Due to the use of a stencil for determining the smoothing/adaptivity flux, there's a non-reproducibility between symmetric and non-symmetric memory modes that I haven't yet worked out. This is raised in the tc2.b case that I added for regression testing in the GitHub Actions suite.

This has been a part-time endeavour for ages, so I don't completely remember all the implementation specifics. Please criticise as necessary!

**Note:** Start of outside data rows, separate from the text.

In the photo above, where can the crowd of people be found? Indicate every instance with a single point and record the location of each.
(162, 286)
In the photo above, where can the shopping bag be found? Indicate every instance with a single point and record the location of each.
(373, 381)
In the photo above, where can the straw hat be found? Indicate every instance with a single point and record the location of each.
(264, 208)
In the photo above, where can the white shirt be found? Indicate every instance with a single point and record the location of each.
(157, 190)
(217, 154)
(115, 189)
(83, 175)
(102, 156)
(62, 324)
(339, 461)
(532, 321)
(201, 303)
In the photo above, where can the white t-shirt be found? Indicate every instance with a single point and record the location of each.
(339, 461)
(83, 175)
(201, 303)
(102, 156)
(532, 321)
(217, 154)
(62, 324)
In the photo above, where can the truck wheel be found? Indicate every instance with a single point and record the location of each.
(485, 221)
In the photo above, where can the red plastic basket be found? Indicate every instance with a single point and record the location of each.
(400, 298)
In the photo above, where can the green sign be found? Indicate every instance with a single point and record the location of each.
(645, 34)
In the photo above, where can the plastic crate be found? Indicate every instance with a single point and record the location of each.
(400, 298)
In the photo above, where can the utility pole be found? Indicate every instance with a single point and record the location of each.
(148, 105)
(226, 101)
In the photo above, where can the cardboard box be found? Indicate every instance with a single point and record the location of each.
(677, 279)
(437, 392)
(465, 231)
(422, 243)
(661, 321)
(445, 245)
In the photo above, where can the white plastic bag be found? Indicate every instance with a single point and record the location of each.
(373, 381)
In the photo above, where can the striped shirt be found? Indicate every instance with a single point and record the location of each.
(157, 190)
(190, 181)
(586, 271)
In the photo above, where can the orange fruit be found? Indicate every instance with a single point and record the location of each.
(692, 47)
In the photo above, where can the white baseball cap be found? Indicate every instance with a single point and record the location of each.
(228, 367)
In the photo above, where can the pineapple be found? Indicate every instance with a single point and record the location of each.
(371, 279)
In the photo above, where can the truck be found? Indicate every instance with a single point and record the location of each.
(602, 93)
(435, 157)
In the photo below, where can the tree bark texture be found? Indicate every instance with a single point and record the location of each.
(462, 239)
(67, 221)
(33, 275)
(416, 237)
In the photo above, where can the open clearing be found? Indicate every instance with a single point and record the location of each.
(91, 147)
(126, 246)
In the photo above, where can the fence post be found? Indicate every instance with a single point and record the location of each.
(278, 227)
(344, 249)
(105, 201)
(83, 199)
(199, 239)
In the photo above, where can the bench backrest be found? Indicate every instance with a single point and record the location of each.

I will update with some of the mathematical justification, and a parameter description, which should go into the documentation.

@marshallward
Copy link

marshallward commented Mar 15, 2025

I was able to replicate the asymmetric grid fail. I compiled (in GCC) with -ffpe-trap=invalid,zero,overflow -finit-real=snan

663	        hdi_sig_v = 0.25 * ((hdi_sig(I,j,K)**2 + hdi_sig(I-1,j+1,K)**2) + &
664	             (hdi_sig(I,j+1,K)**2 + hdi_sig(I-1,j,K)**2))
(gdb) p hdi_sig(i,j,k)
$18 = -3.1731591122687031e-15
(gdb) p hdi_sig(i-1,j+1,k)
$19 = nan(0x4000000000000)
(gdb) p hdi_sig(i,j+1,k)
$20 = -2.4083547071577094e-15
(gdb) p hdi_sig(i-1,j,k)
$21 = nan(0x4000000000000)
(gdb) p i-1
$23 = 3
(gdb) p hdi_sig(i-1,:,:)
$26 = ((nan(0x4000000000000), <repeats 16 times>) (nan(0x4000000000000), <repeats 16 times>) (nan(0x4000000000000), <repeats 16 times>) (nan(0x4000000000000), <repeats 16 times>) (nan(0x4000000000000), <repeats 16 times>) (nan(0x4000000000000), <repeats 16 times>) (nan(0x4000000000000), <repeats 16 times>) (nan(0x4000000000000), <repeats 16 times>) (nan(0x4000000000000), <repeats 16 times>))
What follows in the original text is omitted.